El ecologismo actual se nutre del potencial crítico que resulta de su oposición a los muchos y muy pretenciosos “logros de la modernidad”, como la expansión implacable y dogmática -manu militari- de las ideologías económicas, culturales y políticas de Occidente, la exaltación de todo esto de la mano del racionalismo filosófico, la alocada carrera de la Revolución industrial hacia la destrucción del planeta, etc., etc. Para lo que ha ido elaborando armas e instrumentos que desenmascararon lo esencial de esa “herencia” pretendidamente brillante, a la luz siempre de los destrozos y los crímenes que asume como daños inevitables o incluso como descarada justificación. Para esto nacieron la economía ecológica y la ecología política: para deslegitimar las dos creaciones esenciales de Occidente: el capitalismo productivista (en su fase ideológica “postmoderna”, es decir, neoliberal) y la democracia liberal (con su dependencia de lo económico y sus trapacerías sin cuento).

Este ecologismo, tal y como se expresa en los tiempos recientes, ya recibió un estimulante impulso hacia su protagonismo actual con la obra de Herbert Marcuse, El hombre unidimensional (1964), aquella advertencia hacia la sociedad tecnologizada que movió a una intensa alarma humanista, que luego aumentó con el desarrollo de la sociedad digital (que primero fue llamada, ingenuamente, “sociedad de la información”) y sus insidias, globalmente incompatible con el desarrollo humano.

Postmodernidad (1996), de David Lyon, es un trabajo, breve y denso, que explica muy bien esta idea. Conviene, en todo caso, leer La condición postmoderna, “texto seminal” en el que François Lyotard estableció, en 1979, lo que entendía por tal, y que debe tenerse siempre a mano.
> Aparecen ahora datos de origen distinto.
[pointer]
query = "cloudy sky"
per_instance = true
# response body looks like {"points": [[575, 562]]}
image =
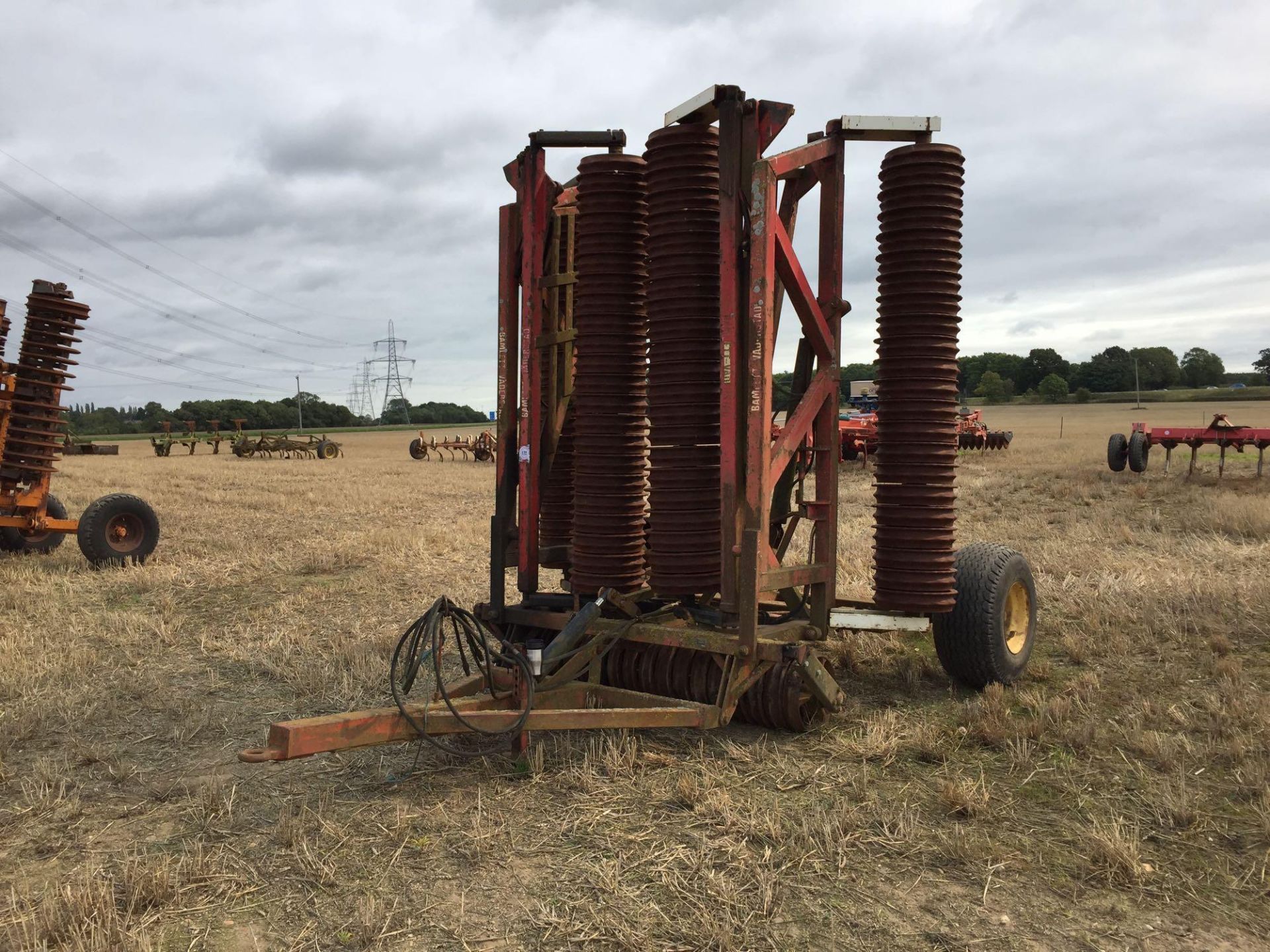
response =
{"points": [[272, 183]]}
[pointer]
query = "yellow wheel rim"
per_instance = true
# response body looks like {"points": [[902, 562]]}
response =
{"points": [[1017, 617]]}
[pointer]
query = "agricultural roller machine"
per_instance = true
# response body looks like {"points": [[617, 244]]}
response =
{"points": [[270, 444], [482, 448], [973, 433], [638, 319], [1136, 450], [113, 530]]}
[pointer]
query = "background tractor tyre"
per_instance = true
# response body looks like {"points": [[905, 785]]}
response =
{"points": [[988, 635], [18, 541], [1118, 452], [118, 528], [1138, 452]]}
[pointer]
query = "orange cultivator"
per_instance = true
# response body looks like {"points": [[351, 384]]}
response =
{"points": [[482, 448], [114, 528], [973, 433]]}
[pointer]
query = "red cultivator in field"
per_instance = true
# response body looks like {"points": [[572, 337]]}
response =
{"points": [[1221, 433], [482, 448], [859, 436], [973, 433]]}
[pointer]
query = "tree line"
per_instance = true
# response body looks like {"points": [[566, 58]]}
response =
{"points": [[1047, 376], [1044, 372], [89, 419]]}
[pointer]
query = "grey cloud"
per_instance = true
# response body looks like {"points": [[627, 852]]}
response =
{"points": [[349, 161]]}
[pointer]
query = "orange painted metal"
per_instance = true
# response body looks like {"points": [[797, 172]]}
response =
{"points": [[578, 705]]}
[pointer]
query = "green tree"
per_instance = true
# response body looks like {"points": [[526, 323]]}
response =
{"points": [[1040, 364], [1202, 368], [970, 370], [1107, 372], [1158, 367], [1053, 389], [991, 387], [1263, 364]]}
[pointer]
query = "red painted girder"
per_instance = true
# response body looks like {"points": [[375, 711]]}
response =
{"points": [[799, 290], [785, 163], [824, 385]]}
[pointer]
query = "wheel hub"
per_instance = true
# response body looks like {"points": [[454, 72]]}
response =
{"points": [[1017, 617], [125, 532]]}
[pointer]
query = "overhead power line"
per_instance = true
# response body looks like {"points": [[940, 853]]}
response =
{"points": [[138, 299], [309, 368], [169, 249], [190, 370], [169, 382], [178, 282]]}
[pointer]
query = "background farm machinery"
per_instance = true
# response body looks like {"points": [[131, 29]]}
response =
{"points": [[639, 310], [243, 444], [1136, 450], [270, 444], [77, 446], [114, 528], [482, 447], [973, 433]]}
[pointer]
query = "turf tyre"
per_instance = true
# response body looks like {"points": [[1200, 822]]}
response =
{"points": [[973, 641], [103, 522], [1118, 452], [1138, 452]]}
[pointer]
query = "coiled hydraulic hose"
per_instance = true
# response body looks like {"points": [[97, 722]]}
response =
{"points": [[447, 626]]}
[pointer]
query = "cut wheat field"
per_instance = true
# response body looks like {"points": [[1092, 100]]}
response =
{"points": [[1115, 797]]}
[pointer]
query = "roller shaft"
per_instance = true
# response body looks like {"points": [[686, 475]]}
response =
{"points": [[36, 428], [919, 307], [683, 358], [610, 381], [779, 699]]}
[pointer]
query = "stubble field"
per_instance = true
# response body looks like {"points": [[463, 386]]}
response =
{"points": [[1117, 797]]}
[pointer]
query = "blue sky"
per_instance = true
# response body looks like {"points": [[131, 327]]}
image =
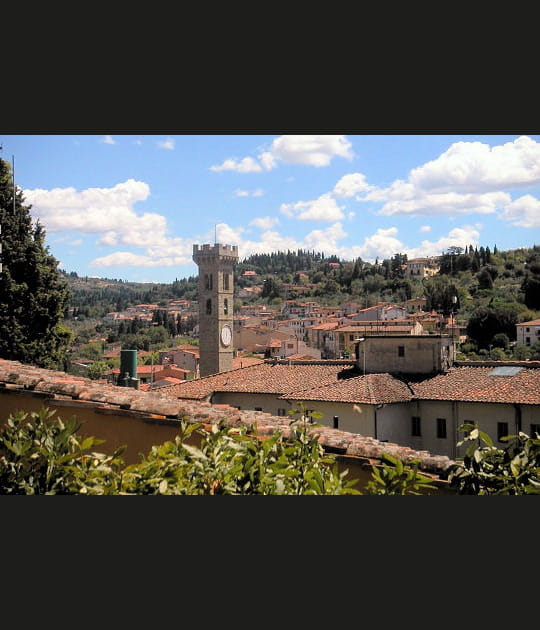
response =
{"points": [[132, 206]]}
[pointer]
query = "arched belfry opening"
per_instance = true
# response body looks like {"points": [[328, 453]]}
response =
{"points": [[216, 289]]}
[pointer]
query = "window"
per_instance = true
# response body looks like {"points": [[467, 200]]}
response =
{"points": [[535, 428], [502, 430], [441, 428]]}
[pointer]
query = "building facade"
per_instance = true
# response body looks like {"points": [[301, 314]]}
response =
{"points": [[215, 286]]}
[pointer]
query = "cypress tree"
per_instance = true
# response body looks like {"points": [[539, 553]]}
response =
{"points": [[33, 295]]}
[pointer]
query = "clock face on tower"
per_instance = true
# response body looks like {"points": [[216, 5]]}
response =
{"points": [[226, 335]]}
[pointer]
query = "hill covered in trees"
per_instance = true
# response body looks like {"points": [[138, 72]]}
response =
{"points": [[489, 290]]}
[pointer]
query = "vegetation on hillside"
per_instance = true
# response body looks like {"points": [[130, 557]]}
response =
{"points": [[487, 290], [33, 293]]}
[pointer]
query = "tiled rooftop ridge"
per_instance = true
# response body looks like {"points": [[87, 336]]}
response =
{"points": [[59, 385]]}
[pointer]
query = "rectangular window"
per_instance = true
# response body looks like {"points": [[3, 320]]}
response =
{"points": [[502, 430], [441, 428]]}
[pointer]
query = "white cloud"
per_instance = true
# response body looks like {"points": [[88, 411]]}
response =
{"points": [[443, 203], [310, 150], [458, 237], [523, 212], [94, 210], [166, 144], [477, 167], [324, 208], [245, 165], [128, 259], [351, 184], [383, 244], [265, 223], [245, 193], [318, 150], [325, 240]]}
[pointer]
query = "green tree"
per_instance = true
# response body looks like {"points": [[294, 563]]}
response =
{"points": [[33, 295], [41, 454], [486, 470]]}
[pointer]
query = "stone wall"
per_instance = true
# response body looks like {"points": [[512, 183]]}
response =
{"points": [[33, 386]]}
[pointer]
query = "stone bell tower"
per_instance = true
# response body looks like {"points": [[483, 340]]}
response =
{"points": [[216, 290]]}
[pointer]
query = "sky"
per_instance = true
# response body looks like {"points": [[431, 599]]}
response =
{"points": [[131, 207]]}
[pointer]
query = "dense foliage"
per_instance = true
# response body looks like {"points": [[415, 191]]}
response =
{"points": [[487, 470], [33, 295], [487, 290]]}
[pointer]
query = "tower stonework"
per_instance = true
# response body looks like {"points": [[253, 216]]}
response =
{"points": [[216, 293]]}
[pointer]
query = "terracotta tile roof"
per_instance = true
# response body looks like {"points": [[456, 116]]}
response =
{"points": [[371, 389], [15, 376], [239, 362], [325, 326], [266, 378], [479, 384]]}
Añadiré, como recomendación a la lectura, solamente otros dos textos de mérito que buscan, en el plano teórico, el anclaje del ecologismo en el pensamiento filosófico: uno es Ecocinismos (2011), de José Alberto Cuesta, que ha estudiado con gran minuciosidad el pensamiento de la escuela que fundaran Antístenes y Diógenes de Sínope, desmenuzando su proximidad con el ecologismo; y otro es Los cien ecologismos, de Ignacio Quintanilla y Pilar Andrade, que vengo leyendo por encargo de la editorial que lo publicará en breve, y que desarrolla el enorme esfuerzo que supone “extraer” cuanto de ambiental hay, más o menos disperso o desestructurado, en la historia del pensamiento.

La postmodernidad -decía yo en mis clases para suscitar la sonrisa y el interés de los alumnos- es el periodo histórico y cultural que sigue a la modernidad… Y así, sobre un hilo continuador y, a la vez, una cadencia de interesantes cuestionamientos, la etapa postmoderna ha fundado su estructura diferencial afirmándose en los grandes cambios que, en las sociedades modeladas por el capitalismo, ha habido que constatar a partir de la Segunda Guerra Mundial y, sobre todo, desde la década de 1960 (con el hito, no por manido menos oportuno) de Mayo del 68.

Y como el ecologismo surge en esa década de 1960 y asume como esencia propia el análisis crítico y militante, tan duro como impaciente, de la larga modernidad que venía desde los siglos XV y XVI en Occidente -con la colonización, el imperialismo, el saqueo del planeta y el sometimiento, más o menos logrado, de todas las demás culturas-, decimos que se trata de un fenómeno típicamente postmoderno.